When I was young (I am 48 now) I had so many questions for myself on how to act on a date. One day I met someone I liked very much and they liked me and I didn't have to do anything because I already liked what we were doing so I didn't need to think about it. This was significant to me because I had been on what felt like a lot of dates over the years and I was always so uncomfortable and worked so hard trying to plan every moment. I started to think that if you liked somebody then you didn't have to figure all those things out. It was just nice being with them.
I wish so much I had advice for you on getting dates but I was terrible at it myself. I am not sure I really had more than two or three in my life. The people I dated .. it was more like we met somehow and saw each other again and that kept up and it was a relationship.
If I can, I would like to say please don't be with somebody you don't like. I don't know if it's aspie and I do not mean to offend anyone, but I wonder if those of us who are awkward with dating and feel so uncomfortable while doing it, seem to think it must always feel uncomfortable so, we start thinking spending time with someone on an official date is the point of dating. I don't know if that made sense. What I mean is I wonder if some of us forget that the point is to meet someone we feel happy around.
I am easy to fool socially. I am literal and think other people are. This can be dangerous for us.
But to think of much happier things, when you meet someone you like and you want to be around them, things seem to figure themselves out. Suddenly you don't have to plan everything or wonder what you will say. You already have something to say or not say. Quiet is nice too.

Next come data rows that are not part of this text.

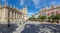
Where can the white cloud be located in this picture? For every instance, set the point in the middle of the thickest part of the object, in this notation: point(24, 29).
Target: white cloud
point(36, 3)
point(21, 2)
point(30, 13)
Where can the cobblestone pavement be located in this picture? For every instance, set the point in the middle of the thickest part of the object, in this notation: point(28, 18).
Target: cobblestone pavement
point(30, 27)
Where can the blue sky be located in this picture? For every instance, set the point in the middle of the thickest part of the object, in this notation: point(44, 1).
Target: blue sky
point(33, 6)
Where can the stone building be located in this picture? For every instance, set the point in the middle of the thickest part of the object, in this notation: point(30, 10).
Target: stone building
point(12, 14)
point(48, 11)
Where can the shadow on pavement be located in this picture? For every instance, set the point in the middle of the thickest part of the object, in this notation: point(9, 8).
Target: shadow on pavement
point(41, 28)
point(5, 29)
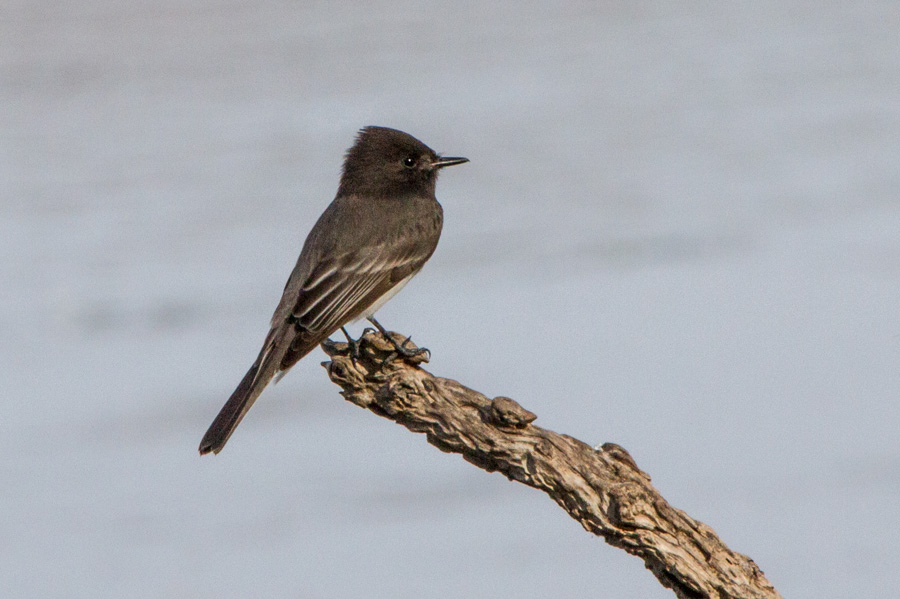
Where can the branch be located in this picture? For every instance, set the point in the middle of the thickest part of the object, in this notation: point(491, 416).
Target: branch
point(601, 488)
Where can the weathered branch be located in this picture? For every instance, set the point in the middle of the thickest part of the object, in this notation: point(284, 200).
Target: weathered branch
point(602, 488)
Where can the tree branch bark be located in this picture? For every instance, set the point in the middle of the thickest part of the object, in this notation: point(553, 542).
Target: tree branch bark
point(601, 488)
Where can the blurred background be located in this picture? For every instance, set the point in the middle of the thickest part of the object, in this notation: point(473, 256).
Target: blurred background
point(679, 231)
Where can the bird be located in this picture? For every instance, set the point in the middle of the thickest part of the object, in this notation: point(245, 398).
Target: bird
point(382, 226)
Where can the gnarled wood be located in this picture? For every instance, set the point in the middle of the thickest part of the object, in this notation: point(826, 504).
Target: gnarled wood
point(602, 488)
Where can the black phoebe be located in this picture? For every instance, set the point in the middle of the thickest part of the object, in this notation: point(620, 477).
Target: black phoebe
point(379, 231)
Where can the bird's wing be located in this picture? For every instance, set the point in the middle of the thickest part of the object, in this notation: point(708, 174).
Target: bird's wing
point(339, 290)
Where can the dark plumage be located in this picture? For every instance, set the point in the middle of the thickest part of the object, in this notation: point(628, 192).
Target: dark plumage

For me the biggest problem in relationships has been communication. I always think the other person knows what I know and sees things the way I do so, if they do something I wouldn't, I think they are wrong. I had to learn that other people have their own minds and think their own thoughts.
I think the best thing, if you want to date and you seem to be saying that you might, is to wait and when you meet someone you like being around, spend more time with them. It's really nice. It's also less complicated that way. Arranging formal dates, I do not know, maybe it already means the two of you aren't fitting so well. But that might not be true. People are all different and the formality of a proper date with a time and place might be very nice for some people.
If you are able to meet a person you like and you feel like you want to see them again, my advice is to be careful and not spend time alone together until you have seen each other a few times and it seems you are getting to know each other. Also, you do not have to do anything you feel uncomfortable doing and, this part I think is important, if you like doing something in a certain way, it's okay. Some people do not like holding hands but very much enjoy the pressure of leaning up against somebody else. It's whatever makes you happy and it is okay if the other person does not understand but they should never make fun of you for it. I would say that is a sign you should not be around them.
I hope something I am saying is helping but if not please keep talking about your thoughts on dating. Maybe someone else will say something better.